Note: The job is a remote job and is open to candidates in USA. Cohere is a company focused on scaling intelligence to serve humanity through AI systems. They are seeking a Site Reliability Engineer to join their Model Serving team, responsible for developing and operating AI platforms that deliver large language models through API endpoints, ensuring high performance and reliability.
Responsibilities
- Build self-service systems that automate managing, deploying and operating services
- This includes our custom Kubernetes operators that support language model deployments
- Automate environment observability and resilience.

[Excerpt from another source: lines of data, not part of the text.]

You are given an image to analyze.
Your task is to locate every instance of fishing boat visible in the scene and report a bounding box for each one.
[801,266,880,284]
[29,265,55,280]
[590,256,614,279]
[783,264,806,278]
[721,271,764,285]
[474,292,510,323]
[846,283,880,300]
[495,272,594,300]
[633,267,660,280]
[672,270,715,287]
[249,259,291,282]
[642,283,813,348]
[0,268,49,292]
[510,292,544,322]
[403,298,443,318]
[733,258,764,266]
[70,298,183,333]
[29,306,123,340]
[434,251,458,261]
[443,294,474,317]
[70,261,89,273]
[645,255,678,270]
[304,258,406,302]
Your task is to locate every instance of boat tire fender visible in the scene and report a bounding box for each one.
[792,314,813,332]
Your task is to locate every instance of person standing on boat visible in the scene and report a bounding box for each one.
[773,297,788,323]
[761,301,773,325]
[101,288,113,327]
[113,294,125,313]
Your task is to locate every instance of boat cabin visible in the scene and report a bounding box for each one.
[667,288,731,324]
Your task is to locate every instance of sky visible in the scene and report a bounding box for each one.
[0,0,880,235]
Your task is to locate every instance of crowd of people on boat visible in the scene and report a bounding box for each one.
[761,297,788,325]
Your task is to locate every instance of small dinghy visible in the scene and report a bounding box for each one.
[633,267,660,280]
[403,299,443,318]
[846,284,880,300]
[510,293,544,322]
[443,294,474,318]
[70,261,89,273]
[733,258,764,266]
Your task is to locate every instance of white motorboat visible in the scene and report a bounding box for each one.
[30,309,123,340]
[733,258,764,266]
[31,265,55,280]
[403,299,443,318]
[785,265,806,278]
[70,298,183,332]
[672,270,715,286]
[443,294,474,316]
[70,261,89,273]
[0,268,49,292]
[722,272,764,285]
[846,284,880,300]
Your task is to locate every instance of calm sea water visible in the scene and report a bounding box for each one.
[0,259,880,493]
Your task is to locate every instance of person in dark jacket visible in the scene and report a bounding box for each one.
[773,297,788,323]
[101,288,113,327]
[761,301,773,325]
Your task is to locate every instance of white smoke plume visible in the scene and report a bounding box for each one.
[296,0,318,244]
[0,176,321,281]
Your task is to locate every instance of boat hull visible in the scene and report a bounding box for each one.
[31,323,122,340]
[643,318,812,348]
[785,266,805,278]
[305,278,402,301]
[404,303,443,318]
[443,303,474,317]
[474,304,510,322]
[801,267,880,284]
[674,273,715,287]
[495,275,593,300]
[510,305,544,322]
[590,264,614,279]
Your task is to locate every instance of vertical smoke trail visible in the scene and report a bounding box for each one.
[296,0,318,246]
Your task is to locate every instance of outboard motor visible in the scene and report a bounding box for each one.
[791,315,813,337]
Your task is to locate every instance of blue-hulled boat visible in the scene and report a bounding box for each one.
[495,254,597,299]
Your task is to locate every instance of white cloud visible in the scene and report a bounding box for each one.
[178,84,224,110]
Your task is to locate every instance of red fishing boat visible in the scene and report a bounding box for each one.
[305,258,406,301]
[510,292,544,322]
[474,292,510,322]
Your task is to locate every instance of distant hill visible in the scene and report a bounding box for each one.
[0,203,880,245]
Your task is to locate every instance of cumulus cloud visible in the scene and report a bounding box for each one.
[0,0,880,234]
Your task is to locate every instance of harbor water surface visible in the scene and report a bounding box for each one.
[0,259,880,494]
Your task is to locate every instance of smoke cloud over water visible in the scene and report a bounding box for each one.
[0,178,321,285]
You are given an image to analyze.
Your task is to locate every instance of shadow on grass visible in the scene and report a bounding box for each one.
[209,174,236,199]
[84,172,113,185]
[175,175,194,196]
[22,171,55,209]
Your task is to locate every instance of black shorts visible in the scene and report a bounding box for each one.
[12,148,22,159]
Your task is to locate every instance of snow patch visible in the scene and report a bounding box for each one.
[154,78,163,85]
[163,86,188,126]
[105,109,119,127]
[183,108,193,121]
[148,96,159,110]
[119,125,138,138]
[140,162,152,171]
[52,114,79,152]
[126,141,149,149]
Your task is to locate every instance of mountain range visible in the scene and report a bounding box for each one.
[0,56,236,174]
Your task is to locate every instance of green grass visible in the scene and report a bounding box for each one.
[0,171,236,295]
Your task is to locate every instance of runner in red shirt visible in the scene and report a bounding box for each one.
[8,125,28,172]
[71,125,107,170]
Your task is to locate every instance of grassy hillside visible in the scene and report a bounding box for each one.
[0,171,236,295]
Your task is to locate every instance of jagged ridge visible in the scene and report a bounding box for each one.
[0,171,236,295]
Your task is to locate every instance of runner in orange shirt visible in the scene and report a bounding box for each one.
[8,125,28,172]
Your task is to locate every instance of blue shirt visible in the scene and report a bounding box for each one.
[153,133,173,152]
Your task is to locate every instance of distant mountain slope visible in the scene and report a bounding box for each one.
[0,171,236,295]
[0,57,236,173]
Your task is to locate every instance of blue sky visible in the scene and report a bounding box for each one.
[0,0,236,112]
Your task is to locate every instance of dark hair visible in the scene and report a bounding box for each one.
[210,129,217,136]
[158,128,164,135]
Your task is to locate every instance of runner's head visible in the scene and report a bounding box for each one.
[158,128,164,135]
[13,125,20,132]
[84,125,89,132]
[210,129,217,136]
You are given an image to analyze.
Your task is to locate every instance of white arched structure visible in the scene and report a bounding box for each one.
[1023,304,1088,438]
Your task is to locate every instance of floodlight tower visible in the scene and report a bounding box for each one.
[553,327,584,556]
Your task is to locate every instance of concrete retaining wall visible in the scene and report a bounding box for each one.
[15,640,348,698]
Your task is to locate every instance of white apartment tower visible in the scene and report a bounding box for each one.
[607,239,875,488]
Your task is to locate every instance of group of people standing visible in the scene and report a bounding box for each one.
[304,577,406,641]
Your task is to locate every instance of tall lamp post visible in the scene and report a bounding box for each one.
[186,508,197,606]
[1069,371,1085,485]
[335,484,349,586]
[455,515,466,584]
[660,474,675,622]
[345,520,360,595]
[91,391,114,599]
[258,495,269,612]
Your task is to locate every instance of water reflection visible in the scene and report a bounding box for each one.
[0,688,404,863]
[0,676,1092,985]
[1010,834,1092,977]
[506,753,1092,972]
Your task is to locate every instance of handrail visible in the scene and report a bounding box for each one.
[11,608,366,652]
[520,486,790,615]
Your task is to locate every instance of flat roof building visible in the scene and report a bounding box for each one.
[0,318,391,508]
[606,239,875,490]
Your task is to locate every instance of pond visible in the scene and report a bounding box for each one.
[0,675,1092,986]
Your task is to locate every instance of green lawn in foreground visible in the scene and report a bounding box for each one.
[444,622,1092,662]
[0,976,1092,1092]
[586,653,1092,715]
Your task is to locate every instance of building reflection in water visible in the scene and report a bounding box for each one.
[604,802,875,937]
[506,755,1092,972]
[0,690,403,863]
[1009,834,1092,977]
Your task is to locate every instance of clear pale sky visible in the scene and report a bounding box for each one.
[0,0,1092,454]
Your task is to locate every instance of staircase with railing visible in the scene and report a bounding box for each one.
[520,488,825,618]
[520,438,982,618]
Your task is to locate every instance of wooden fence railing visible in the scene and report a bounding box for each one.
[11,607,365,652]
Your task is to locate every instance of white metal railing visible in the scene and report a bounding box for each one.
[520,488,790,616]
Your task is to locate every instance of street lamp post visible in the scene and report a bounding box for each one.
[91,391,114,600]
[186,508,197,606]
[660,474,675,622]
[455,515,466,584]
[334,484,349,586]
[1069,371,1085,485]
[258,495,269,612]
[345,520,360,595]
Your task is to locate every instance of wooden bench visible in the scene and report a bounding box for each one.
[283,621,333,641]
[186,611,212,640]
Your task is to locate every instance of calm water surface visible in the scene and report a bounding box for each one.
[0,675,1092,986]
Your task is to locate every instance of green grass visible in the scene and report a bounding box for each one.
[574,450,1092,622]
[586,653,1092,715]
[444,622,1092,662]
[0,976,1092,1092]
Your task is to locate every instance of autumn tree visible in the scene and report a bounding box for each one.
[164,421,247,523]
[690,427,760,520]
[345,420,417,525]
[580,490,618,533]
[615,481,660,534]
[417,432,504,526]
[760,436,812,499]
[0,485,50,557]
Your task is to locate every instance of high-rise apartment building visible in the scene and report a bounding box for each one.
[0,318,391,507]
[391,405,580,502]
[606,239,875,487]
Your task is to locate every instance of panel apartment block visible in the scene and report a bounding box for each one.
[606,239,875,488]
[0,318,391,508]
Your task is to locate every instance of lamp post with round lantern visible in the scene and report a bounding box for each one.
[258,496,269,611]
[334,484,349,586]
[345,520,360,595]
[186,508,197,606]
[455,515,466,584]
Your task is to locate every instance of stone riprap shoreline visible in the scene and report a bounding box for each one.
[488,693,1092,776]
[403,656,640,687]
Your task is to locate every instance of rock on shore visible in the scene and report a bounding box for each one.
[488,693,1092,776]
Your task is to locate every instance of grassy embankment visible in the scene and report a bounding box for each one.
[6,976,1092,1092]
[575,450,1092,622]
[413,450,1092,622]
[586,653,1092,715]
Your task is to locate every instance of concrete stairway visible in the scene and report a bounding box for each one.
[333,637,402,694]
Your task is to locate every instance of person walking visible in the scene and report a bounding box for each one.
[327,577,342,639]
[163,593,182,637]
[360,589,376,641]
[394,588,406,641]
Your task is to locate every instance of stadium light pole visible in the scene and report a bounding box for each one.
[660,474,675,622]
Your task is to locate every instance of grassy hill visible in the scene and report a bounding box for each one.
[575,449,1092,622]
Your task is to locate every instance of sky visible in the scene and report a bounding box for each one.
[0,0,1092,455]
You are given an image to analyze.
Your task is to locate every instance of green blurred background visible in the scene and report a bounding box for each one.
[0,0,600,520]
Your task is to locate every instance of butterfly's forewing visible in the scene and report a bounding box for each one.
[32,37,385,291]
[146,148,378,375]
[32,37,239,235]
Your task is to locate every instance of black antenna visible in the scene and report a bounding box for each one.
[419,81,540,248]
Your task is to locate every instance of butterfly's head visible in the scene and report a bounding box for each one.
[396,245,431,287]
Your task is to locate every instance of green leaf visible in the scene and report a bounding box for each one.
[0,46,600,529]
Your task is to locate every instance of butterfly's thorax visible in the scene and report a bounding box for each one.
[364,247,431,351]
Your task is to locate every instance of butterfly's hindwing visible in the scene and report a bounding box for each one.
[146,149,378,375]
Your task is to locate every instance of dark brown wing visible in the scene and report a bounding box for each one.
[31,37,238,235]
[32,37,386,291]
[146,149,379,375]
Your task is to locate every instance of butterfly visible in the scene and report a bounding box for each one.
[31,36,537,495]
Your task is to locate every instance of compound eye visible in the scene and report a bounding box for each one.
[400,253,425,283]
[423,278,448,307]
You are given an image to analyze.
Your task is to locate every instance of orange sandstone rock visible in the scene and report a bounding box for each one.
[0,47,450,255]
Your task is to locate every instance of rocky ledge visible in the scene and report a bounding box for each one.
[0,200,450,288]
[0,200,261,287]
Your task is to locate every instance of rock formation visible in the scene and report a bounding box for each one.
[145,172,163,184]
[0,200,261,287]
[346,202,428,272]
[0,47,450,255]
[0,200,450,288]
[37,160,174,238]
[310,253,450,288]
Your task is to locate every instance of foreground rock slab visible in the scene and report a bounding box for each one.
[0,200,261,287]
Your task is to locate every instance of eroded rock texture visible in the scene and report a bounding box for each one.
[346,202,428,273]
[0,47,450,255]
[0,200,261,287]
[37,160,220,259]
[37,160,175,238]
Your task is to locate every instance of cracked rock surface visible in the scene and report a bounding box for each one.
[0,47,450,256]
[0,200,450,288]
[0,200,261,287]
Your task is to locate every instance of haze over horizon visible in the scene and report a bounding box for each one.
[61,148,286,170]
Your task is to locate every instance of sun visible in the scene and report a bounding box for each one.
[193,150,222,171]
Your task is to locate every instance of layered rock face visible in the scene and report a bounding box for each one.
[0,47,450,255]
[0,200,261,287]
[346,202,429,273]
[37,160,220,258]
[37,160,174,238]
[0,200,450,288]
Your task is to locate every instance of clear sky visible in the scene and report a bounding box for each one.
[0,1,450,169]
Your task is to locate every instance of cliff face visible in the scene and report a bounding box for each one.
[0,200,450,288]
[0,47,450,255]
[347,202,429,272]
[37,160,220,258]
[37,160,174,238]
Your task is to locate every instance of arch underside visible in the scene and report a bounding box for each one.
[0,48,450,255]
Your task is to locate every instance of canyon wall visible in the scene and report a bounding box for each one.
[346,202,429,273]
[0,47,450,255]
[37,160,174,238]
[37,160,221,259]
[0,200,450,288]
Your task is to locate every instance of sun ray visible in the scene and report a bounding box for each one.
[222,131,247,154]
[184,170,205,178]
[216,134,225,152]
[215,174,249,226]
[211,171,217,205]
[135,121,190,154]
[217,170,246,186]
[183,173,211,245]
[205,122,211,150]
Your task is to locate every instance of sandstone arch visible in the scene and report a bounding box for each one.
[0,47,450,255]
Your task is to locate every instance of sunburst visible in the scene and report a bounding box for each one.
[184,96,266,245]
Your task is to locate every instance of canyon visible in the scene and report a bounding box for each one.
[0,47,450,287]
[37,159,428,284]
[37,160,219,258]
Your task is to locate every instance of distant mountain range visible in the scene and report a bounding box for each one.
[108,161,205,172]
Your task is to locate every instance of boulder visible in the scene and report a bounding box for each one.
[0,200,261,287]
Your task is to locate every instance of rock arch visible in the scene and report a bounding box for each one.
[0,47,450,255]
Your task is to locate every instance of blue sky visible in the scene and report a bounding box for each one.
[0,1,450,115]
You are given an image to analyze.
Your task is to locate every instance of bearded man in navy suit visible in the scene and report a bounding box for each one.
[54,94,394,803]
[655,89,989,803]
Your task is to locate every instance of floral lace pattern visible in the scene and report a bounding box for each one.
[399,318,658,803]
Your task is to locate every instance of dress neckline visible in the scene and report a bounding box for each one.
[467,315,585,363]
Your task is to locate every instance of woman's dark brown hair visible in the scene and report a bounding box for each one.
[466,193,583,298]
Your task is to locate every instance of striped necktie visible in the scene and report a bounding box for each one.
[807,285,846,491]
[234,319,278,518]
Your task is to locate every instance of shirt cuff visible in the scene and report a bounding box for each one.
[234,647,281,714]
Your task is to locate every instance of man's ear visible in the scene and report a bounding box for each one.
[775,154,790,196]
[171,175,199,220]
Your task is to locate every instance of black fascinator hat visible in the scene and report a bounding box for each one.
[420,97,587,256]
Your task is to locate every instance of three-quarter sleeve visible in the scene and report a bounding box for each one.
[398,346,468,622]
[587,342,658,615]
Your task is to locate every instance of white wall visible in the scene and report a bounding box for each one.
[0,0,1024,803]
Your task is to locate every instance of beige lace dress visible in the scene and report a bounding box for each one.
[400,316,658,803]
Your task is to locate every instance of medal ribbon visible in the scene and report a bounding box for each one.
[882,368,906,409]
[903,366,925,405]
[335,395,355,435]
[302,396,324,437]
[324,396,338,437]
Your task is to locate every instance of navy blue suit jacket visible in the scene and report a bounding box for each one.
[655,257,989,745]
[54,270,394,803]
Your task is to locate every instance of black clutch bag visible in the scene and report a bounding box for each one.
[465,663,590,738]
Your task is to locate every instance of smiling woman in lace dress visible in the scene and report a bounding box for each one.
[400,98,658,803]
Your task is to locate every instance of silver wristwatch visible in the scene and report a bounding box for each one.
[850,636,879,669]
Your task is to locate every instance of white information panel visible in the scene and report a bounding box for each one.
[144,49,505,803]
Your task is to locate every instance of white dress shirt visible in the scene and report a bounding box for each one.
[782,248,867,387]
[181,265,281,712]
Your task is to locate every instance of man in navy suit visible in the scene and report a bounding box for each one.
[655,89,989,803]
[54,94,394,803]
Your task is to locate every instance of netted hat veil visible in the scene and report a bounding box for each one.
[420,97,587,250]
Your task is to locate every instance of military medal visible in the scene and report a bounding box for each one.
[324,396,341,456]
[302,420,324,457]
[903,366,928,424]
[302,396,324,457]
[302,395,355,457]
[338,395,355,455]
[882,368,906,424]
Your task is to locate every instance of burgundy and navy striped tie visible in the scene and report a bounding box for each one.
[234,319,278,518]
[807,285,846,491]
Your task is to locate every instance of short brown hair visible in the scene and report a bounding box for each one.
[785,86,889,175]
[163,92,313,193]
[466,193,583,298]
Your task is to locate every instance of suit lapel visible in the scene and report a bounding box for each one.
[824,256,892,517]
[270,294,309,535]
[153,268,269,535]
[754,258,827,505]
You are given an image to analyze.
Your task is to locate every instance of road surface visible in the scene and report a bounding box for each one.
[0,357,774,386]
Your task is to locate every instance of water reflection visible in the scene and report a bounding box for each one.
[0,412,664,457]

Enable all developers to troubleshoot and resolve problems
- Take steps required to ensure we hit defined SLOs, including participation in an on-call rotation
- Build strong relationships with internal developers and influence the Infrastructure team’s roadmap based on their feedback
- Develop our team through knowledge sharing and an active review process
Skills
- 5+ years of engineering experience running production infrastructure at a large scale
- Experience designing large, highly available distributed systems with Kubernetes, and GPU workloads on those clusters
- Experience with Kubernetes dev and production coding and support
- Experience with GCP, Azure, AWS, OCI, multi-cloud on-prem / hybrid serving
- Experience in designing, deploying, supporting, and troubleshooting in complex Linux-based computing environments
- Experience in compute/storage/network resource and cost management
- Excellent collaboration and troubleshooting skills to build mission-critical systems, and ensure smooth operations and efficient teamwork
- The grit and adaptability to solve complex technical challenges that evolve day to day
- Familiarity with computational characteristics of accelerators (GPUs, TPUs, and/or custom accelerators), especially how they influence latency and throughput of inference
- Strong understanding or working experience with distributed systems
- Experience in Golang, C++ or other languages designed for high-performance scalable servers
Benefits
- An open and inclusive culture and work environment
- Work closely with a team on the cutting edge of AI research
- Weekly lunch stipend, in-office lunches & snacks
- Full health and dental benefits, including a separate budget to take care of your mental health
- 100% Parental Leave top-up for up to 6 months
- Personal enrichment benefits towards arts and culture, fitness and well-being, quality time, and workspace improvement
- Remote-flexible, offices in Toronto, New York, San Francisco, London and Paris, as well as a co-working stipend
- 6 weeks of vacation (30 working days!)
Company Overview
Cohere develops enterprise artificial intelligence software and provides language models, retrieval tools, and workplace platforms. It was founded in 2019, and is headquartered in Toronto, Ontario, CAN, with a workforce of 201-500 employees. Its website is https://cohere.com.Company H1B Sponsorship
Cohere has a track record of offering H1B sponsorships, with 11 in 2025, 14 in 2024, 13 in 2023, 5 in 2022, 2 in 2021. Please note that this does not guarantee sponsorship for this specific role.